Rijumoni Ahmed, the project manager of Bhuruka Public Welfare Trust for Female Sex Workers says that since 2008 they have been able to reach out to 580 female sex workers, who work as commercial sex workers and for truck drivers alongside the national highways in Guwahati and other pockets. “You will find them in many ways. Some work as fruit sellers. Some work in dhabas. A section of migrant women workers working in road construction also indulge in these activities. Actually, they come into this profession through their employers. Their employers compel them to engage in such kind of activities. Once they have entered into the profession, there is no escape route,” she says that the actual number of flying female sex workers engaged in the national highways between Jalukbari point to Khanapara point of Guwahati would be no less than 800.
Mukul Patowary, who is the project manager of Bhuruka Public Welfare Trust Target Intervention Programme for Prevention of Sexually Transmitted Diseases / HIV / AIDS among the long distance truckers in Guwahati says that the organization since December 2008 has detected 10 HIV positive truck drivers in the city. He says that the mobile character of the truck drivers poses a serious threat to sexually transmitted diseases to both local sex workers and their wives at their respective hometowns. He stated that the intervention programme of the organization includes constant awareness, free condom social marketing through 34 outlets, installation of condom vending machines etc. These measures have increased the awareness level of the truck drivers to a great extent, he claims. However, with the increased awareness level, he also observes an increase number of female sex workers on the roads of the city.
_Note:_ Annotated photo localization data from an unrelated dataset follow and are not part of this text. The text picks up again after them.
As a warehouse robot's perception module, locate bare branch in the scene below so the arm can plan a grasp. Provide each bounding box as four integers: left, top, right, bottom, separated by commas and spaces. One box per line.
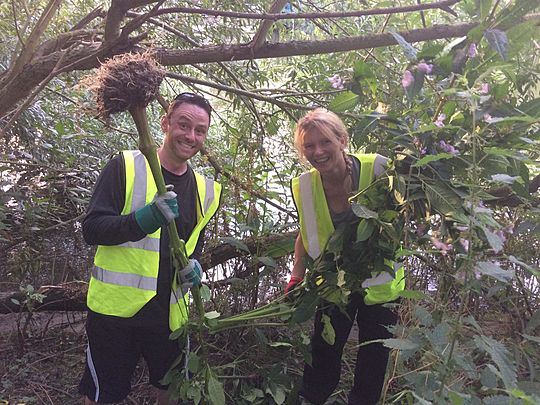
2, 0, 63, 89
153, 0, 459, 21
250, 0, 289, 51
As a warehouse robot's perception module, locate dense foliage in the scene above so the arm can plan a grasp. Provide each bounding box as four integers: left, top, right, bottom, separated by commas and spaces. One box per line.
1, 1, 539, 404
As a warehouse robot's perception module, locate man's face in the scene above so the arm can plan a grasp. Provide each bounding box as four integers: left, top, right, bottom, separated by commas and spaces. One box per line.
161, 102, 210, 163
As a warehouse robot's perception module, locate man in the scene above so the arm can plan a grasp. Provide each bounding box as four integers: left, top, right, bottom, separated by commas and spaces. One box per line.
79, 93, 221, 404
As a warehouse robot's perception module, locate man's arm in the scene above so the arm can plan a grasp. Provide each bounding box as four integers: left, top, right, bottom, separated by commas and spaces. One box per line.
82, 154, 146, 246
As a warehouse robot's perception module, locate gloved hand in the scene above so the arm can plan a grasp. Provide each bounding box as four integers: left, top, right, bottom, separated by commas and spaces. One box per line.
179, 259, 203, 294
285, 276, 303, 295
134, 185, 179, 234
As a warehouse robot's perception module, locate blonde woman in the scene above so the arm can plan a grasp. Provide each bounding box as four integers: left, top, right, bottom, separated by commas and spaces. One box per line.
286, 108, 404, 405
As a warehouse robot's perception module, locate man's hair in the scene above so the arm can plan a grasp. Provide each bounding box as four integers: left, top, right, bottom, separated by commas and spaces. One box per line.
167, 92, 212, 123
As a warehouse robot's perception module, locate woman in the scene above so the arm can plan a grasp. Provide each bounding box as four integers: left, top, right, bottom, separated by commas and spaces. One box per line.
286, 108, 404, 405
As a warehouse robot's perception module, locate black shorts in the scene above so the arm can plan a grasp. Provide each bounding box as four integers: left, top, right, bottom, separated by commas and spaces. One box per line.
78, 313, 183, 403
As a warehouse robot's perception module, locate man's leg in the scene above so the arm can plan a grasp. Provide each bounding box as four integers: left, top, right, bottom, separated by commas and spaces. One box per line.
142, 324, 182, 405
78, 313, 140, 403
348, 301, 398, 405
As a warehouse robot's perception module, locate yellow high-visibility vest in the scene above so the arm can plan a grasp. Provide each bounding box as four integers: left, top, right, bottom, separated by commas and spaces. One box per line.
291, 153, 404, 305
87, 150, 221, 330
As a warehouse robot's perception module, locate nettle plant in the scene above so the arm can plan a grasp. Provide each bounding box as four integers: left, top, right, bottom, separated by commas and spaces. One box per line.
325, 7, 540, 405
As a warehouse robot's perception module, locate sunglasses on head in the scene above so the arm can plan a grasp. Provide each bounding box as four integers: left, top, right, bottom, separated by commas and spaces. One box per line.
173, 92, 212, 114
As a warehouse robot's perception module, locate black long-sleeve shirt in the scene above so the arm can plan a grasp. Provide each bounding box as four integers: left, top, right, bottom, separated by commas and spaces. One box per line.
83, 153, 204, 326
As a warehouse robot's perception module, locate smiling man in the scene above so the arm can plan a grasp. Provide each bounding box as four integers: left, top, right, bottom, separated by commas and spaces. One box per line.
79, 93, 222, 405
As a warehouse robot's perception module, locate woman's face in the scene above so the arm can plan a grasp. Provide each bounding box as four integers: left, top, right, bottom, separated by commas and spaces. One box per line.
302, 128, 346, 175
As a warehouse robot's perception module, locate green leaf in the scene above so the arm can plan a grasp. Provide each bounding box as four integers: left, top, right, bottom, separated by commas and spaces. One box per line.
413, 153, 455, 167
423, 182, 461, 215
484, 29, 508, 60
220, 237, 250, 252
199, 284, 211, 301
474, 335, 517, 388
321, 313, 336, 345
356, 219, 375, 241
351, 204, 378, 219
204, 310, 221, 320
475, 261, 514, 282
478, 0, 492, 20
481, 227, 504, 253
399, 290, 428, 300
382, 338, 419, 350
257, 256, 277, 268
328, 91, 360, 112
262, 236, 295, 258
206, 368, 226, 405
509, 255, 540, 279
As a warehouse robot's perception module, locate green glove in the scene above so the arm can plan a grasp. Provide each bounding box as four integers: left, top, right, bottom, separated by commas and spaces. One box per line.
135, 186, 179, 234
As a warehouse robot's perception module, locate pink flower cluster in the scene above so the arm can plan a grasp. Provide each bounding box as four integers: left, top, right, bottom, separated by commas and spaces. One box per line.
431, 237, 453, 256
328, 74, 345, 90
438, 140, 459, 155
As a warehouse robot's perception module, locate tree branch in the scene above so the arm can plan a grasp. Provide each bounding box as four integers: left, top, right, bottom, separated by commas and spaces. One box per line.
153, 0, 459, 21
250, 0, 289, 51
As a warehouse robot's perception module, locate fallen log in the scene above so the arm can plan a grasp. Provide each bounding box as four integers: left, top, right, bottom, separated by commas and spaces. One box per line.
0, 231, 296, 313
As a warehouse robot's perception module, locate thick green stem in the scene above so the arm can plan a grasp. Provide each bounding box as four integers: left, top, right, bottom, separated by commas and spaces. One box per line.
129, 106, 206, 324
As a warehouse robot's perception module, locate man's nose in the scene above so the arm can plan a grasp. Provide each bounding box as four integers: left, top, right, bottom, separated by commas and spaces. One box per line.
183, 128, 196, 142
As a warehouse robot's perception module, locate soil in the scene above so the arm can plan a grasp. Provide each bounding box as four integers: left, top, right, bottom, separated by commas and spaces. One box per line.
0, 312, 157, 405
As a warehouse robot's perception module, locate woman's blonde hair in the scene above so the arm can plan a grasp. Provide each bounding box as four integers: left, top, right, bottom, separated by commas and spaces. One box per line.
294, 108, 349, 162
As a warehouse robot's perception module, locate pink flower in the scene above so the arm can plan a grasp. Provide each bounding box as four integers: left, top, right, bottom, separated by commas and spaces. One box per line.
328, 74, 344, 90
468, 43, 478, 58
459, 238, 469, 252
431, 237, 453, 256
438, 140, 459, 155
417, 63, 433, 74
401, 70, 414, 89
434, 113, 446, 128
480, 83, 489, 94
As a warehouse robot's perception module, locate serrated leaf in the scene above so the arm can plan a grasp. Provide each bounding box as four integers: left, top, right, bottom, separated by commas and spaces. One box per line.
328, 91, 360, 112
474, 335, 517, 388
423, 182, 461, 215
484, 29, 508, 60
389, 31, 418, 61
481, 227, 504, 253
475, 261, 514, 282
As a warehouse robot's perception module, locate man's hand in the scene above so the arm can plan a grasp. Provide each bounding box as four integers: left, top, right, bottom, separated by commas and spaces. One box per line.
285, 276, 303, 295
179, 259, 203, 294
134, 185, 179, 234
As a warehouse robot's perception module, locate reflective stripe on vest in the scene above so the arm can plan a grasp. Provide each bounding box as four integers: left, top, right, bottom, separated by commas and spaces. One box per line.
92, 266, 157, 291
291, 153, 404, 304
88, 150, 221, 330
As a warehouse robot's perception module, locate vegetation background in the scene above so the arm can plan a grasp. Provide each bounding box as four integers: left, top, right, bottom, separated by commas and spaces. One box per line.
0, 0, 539, 404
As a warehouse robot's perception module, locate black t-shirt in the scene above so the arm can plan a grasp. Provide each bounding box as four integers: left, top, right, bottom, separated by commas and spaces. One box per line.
83, 152, 204, 326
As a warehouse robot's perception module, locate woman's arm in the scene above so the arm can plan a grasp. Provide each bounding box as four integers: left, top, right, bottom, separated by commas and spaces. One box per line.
291, 232, 307, 279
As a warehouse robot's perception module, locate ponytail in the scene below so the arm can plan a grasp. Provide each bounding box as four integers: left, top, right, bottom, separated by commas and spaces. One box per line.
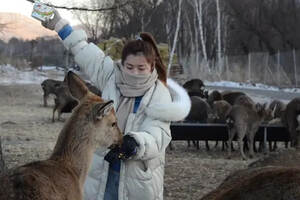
139, 32, 167, 84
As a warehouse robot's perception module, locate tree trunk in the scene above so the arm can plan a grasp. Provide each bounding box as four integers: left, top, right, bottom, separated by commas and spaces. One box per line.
167, 0, 182, 76
293, 48, 298, 87
195, 0, 208, 63
0, 137, 6, 174
216, 0, 222, 74
248, 52, 251, 82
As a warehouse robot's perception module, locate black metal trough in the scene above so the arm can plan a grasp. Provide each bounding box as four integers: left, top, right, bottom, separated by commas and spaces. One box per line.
170, 122, 290, 143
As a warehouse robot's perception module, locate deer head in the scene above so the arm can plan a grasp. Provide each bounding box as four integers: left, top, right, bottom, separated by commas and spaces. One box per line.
66, 71, 123, 149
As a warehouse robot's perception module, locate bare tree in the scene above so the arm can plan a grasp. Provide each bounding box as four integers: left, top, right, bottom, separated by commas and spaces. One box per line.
167, 0, 182, 75
72, 0, 110, 43
194, 0, 208, 62
216, 0, 223, 74
24, 0, 133, 12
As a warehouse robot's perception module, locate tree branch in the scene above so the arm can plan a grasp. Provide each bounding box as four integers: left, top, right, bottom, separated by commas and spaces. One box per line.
24, 0, 133, 12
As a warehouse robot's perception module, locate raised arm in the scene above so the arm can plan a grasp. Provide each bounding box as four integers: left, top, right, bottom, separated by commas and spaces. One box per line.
40, 9, 114, 91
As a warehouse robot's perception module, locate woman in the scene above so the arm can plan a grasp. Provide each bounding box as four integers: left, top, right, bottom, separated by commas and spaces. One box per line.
40, 9, 191, 200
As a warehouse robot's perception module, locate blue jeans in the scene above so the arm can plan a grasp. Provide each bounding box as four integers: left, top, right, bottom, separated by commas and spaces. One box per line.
104, 168, 120, 200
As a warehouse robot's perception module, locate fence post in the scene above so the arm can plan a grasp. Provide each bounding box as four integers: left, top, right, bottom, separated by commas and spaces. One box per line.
225, 55, 229, 81
264, 54, 269, 84
293, 48, 298, 87
248, 52, 251, 82
277, 50, 281, 86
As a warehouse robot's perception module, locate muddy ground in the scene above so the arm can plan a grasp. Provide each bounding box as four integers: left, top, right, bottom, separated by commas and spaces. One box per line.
0, 82, 291, 200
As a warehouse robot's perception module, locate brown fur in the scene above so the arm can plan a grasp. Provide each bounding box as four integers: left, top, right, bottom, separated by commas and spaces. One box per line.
212, 100, 232, 123
227, 103, 269, 160
201, 166, 300, 200
233, 94, 256, 110
211, 100, 232, 151
0, 71, 123, 200
221, 91, 246, 105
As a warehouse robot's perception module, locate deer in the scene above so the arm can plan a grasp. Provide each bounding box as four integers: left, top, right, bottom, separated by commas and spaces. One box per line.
211, 100, 232, 151
0, 71, 123, 200
227, 102, 270, 160
221, 91, 246, 105
201, 165, 300, 200
52, 77, 102, 123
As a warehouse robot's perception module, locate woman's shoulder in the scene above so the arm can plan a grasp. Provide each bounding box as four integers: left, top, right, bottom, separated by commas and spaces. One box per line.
151, 80, 172, 103
145, 79, 191, 122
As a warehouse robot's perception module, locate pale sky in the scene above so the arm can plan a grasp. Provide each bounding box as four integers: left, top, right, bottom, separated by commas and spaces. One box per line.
0, 0, 80, 25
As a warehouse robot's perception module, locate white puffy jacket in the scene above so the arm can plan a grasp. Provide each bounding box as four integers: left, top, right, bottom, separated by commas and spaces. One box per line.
62, 30, 191, 200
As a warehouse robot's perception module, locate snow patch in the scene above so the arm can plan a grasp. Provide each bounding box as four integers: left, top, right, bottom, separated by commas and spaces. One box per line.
0, 64, 65, 85
205, 80, 300, 93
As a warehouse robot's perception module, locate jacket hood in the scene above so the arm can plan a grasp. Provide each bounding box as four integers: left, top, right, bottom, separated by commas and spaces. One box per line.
145, 78, 191, 122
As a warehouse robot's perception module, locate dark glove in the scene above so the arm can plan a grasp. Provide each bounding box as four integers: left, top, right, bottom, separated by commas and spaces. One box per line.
104, 146, 122, 164
120, 135, 139, 159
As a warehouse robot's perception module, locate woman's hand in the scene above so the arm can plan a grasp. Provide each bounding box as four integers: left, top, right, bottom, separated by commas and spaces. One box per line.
120, 135, 138, 159
41, 9, 69, 32
104, 146, 122, 164
104, 135, 139, 164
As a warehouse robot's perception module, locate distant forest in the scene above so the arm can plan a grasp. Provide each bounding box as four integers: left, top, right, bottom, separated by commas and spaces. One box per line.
1, 0, 300, 86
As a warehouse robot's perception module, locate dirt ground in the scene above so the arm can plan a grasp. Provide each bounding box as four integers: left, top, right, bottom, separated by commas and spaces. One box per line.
0, 83, 276, 199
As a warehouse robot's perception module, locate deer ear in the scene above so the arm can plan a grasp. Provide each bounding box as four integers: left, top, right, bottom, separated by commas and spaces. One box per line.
94, 100, 114, 120
66, 71, 89, 101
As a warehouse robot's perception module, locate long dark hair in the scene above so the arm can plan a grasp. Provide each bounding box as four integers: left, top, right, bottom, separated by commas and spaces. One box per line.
121, 32, 167, 84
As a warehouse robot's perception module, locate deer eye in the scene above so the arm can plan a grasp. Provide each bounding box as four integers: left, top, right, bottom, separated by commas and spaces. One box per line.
112, 122, 117, 127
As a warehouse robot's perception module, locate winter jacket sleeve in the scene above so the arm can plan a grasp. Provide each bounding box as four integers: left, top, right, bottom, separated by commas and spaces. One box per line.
127, 119, 171, 160
126, 79, 190, 161
62, 29, 115, 91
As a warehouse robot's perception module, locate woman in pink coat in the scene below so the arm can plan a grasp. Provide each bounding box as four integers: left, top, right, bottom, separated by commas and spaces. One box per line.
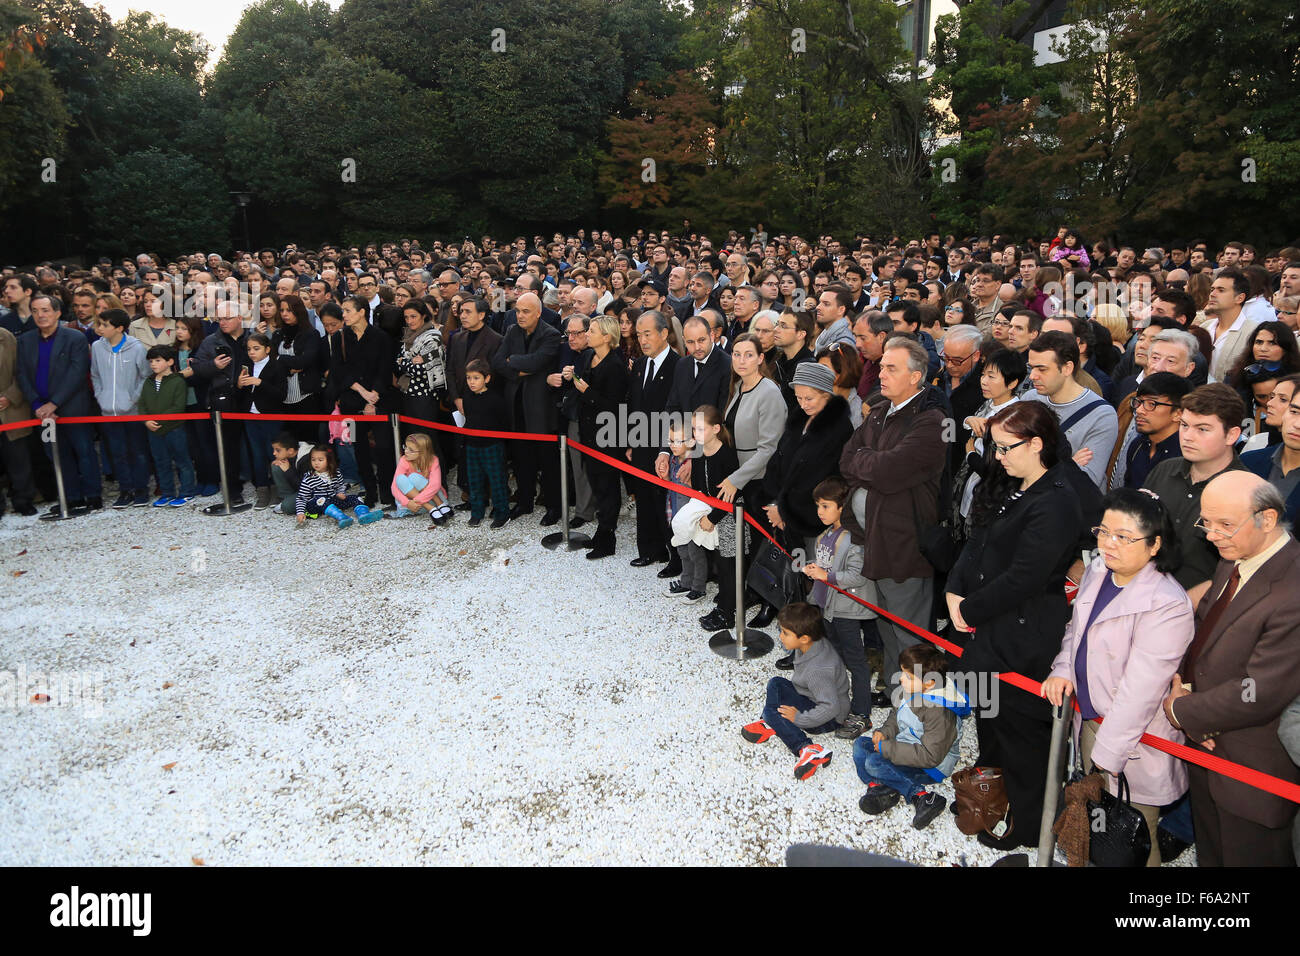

According to Dr. K Mishra, former project Director of Bhuruka Public Welfare Trust for Female Sex Workers and Truckers, the invisibility of female sex workers is a major problem in the city when they try to carry out any intervention programme. Most of these girls come from the surrounding areas. They have their fixed destination here. Sometimes they stay within their own community or even relatives. “The state does not have a definite red light area. And the trade operates in an informal and invisible form,” he says. He also says that, if some sets of female sex workers are rehabilitated through intervention programme like vocational training, the vacuum is immediately filled up by another set of such girls. That is why there is a need to improve the overall poverty situation of the state, he observes.
With the communication development, and advancement of network technology the trade has also changed. According to a social scientist, who prefers anonymity, a section of downtrodden girls belonging to traditional farming families, but now living on embankments after becoming landless due to flood and erosion, are compelled to get involved in the trade to survive. They book customers through mobile phones, come to Guwahati, book a room in a hotel, do their work and return home with their earnings. This way, both parties are safe as no one would question them where they have spent the night! Over 1,00,000 people in the state live on embankments after their land was lost to erosion.
If a traditional farmer’s daughter is compelled to do this to survive, for others it may be only for the money. Not too long back, a hostel-girl who was a college student was rescued from a night bar of a so-called aristocrat city hotel in a drunken state by police. Her video-footage was telecast by the TV channels.
- How much do you earn? She was asked by the reporters.
- Rs.2,000/ per night.
- Why did you do this?
- Only for the money, was her simple reply.